The architectural historian Hanno-Walter Kruft claims in A His tory of Architectural Theory: From Vit ruvius to the Pres ent (1994) that Arcosanti
explores an alternative to the functionalist and technologist concerns within architecture
occurring in the United States at the time of its inception. According to Kruft, Arcosanti
is a “transtechnological” Utopian city in which Soleri believes that by improving social
conditions, humankind’s genetic structure would also be improved (p. 439). Like many
modernists, Soleri believes in the morality of architecture: better living conditions
produce better humans. However, following the philosopher Teilhard de Chardin, Soleri
extends this to include humankind’s genetic composition as being effected by better
living conditions.
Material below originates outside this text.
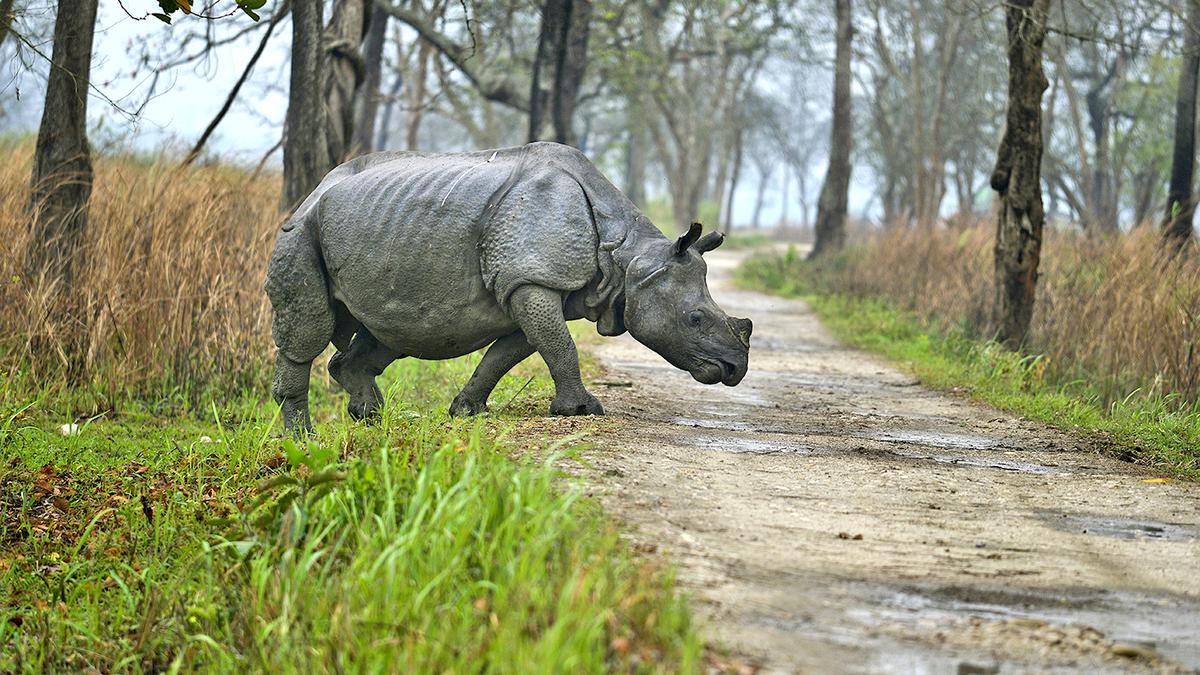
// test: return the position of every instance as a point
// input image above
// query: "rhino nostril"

The architectural historian Charles Jencks, in Architecture Today (1982), stated that in
the early 1970s, Soleri’s Arcosanti presented a “highly saturated superurbanism” that
differed from many counter-cultural movements of the time that emphasized a movement
away from the urban environment. Jencks also described Soleri as a late
modernist having similarity with Luis Barragan and John Hejduk in his emphasis on pure
sculptural form .
Soleri insists that Arcosanti is not a megastructure. However, it is a structure after the
architectural tradition of Archigram and Buckminster Fuller. Soleri is similar to Fuller, who discussed the environment and
ecological issues beyond conventional ideas of architecture. However, unlike Fuller’s
tendency to emphasize self-sufficiency and applied technology, Soleri’s ideas on
technology are based on analogies and the belief that a person is never self-sufficient.
Arcosanti today has approximately 100 occupants who still aid Soleri in its
continuation. Its slow growth has been largely caused by lack of funding, but it remains
an experimental city and an alternative to suburban sprawl in the United States.